Domain-Watchlist: Was sie ist und wie man sie aufbaut

Eine Domain-Watchlist überwacht Ihre Domains kontinuierlich auf Ablauf, Statusänderungen und Verfügbarkeit. Was Sie einschliessen und wie Sie Domain Sentinel konfigurieren.

Eine Domain-Watchlist ist eine Liste von Domains, die kontinuierlich überwacht wird, mit automatischen Benachrichtigungen bei bestimmten Ereignissen, bevorstehendem Ablauf, RDAP-Statusänderungen, Nameserver-Änderungen, oder wenn eine Domain verfügbar wird. Das entscheidende Wort ist "kontinuierlich": Anders als eine einmalige Verfügbarkeitsprüfung oder eine manuelle WHOIS-Abfrage läuft eine Watchlist im Hintergrund ohne Eingriff.
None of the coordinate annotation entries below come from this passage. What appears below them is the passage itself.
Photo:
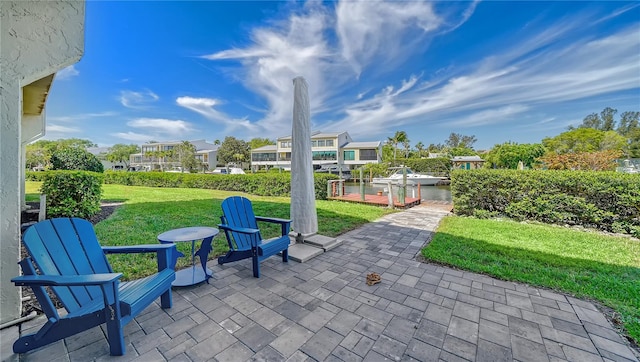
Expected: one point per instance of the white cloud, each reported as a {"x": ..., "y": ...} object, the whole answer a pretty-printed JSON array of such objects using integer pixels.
[
  {"x": 67, "y": 73},
  {"x": 532, "y": 70},
  {"x": 382, "y": 31},
  {"x": 81, "y": 117},
  {"x": 537, "y": 73},
  {"x": 163, "y": 126},
  {"x": 137, "y": 100},
  {"x": 134, "y": 137},
  {"x": 56, "y": 128},
  {"x": 206, "y": 107},
  {"x": 329, "y": 48}
]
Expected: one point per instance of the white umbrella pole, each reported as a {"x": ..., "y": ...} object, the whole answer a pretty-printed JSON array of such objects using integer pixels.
[{"x": 303, "y": 201}]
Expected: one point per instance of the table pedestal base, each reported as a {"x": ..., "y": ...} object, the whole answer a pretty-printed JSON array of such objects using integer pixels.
[{"x": 190, "y": 276}]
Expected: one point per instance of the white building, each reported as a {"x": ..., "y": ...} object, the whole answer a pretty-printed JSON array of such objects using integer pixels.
[
  {"x": 326, "y": 148},
  {"x": 148, "y": 159},
  {"x": 39, "y": 38}
]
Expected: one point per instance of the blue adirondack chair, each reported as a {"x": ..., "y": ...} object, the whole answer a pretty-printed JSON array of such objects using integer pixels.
[
  {"x": 70, "y": 261},
  {"x": 240, "y": 226}
]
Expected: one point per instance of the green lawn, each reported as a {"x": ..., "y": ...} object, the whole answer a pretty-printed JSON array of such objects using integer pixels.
[
  {"x": 149, "y": 211},
  {"x": 586, "y": 264}
]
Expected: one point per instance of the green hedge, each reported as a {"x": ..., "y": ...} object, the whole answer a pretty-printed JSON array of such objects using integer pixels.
[
  {"x": 608, "y": 201},
  {"x": 262, "y": 184},
  {"x": 440, "y": 166},
  {"x": 72, "y": 193}
]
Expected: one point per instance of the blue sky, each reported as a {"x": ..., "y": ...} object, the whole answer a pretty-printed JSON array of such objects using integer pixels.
[{"x": 500, "y": 70}]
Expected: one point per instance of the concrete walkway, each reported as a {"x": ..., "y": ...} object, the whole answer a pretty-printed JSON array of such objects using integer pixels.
[{"x": 323, "y": 310}]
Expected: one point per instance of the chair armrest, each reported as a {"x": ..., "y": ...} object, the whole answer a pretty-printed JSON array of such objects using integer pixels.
[
  {"x": 66, "y": 280},
  {"x": 165, "y": 252},
  {"x": 285, "y": 224},
  {"x": 273, "y": 219},
  {"x": 148, "y": 248},
  {"x": 238, "y": 229}
]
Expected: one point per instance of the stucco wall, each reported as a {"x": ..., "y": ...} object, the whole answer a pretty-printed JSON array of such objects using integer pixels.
[{"x": 37, "y": 40}]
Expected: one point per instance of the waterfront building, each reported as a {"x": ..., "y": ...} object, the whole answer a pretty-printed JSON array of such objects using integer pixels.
[
  {"x": 326, "y": 148},
  {"x": 154, "y": 156}
]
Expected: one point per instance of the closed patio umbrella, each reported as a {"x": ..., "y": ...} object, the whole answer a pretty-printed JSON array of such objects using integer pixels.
[{"x": 303, "y": 201}]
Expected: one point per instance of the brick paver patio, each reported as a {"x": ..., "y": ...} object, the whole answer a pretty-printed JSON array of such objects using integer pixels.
[{"x": 323, "y": 310}]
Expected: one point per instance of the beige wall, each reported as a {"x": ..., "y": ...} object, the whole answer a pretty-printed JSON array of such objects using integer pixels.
[{"x": 38, "y": 38}]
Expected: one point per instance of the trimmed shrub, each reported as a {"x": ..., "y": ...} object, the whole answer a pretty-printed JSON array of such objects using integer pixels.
[
  {"x": 72, "y": 193},
  {"x": 73, "y": 158},
  {"x": 440, "y": 166},
  {"x": 263, "y": 184},
  {"x": 608, "y": 201}
]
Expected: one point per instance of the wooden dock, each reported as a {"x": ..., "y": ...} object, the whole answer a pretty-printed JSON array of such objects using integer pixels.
[{"x": 378, "y": 200}]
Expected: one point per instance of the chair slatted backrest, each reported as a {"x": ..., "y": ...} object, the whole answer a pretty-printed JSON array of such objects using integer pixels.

Dieser Artikel erklärt, was eine effektive Domain-Watchlist leisten muss, was sie enthalten sollte, und wie Domain Sentinel sie umsetzt.

Was eine Domain-Watchlist leisten muss

Bei der Bewertung jedes Domain-Monitoring-Tools trennen diese Fähigkeiten eine echte Watchlist von einer geplanten WHOIS-Abfrage:

  1. Kontinuierliche Überwachung: Prüfungen erfolgen in regelmäßigen Abständen, ohne dass Sie sie einleiten. Der Sinn der Sache ist, dass Sie nicht daran denken müssen.
  2. Echtzeitdatenquelle: Ergebnisse kommen direkt aus RDAP oder WHOIS vom Registry, nicht aus einer wöchentlich aktualisierten Datenbank. Eine gecachte Quelle kann einen pendingDelete-Status völlig übersehen.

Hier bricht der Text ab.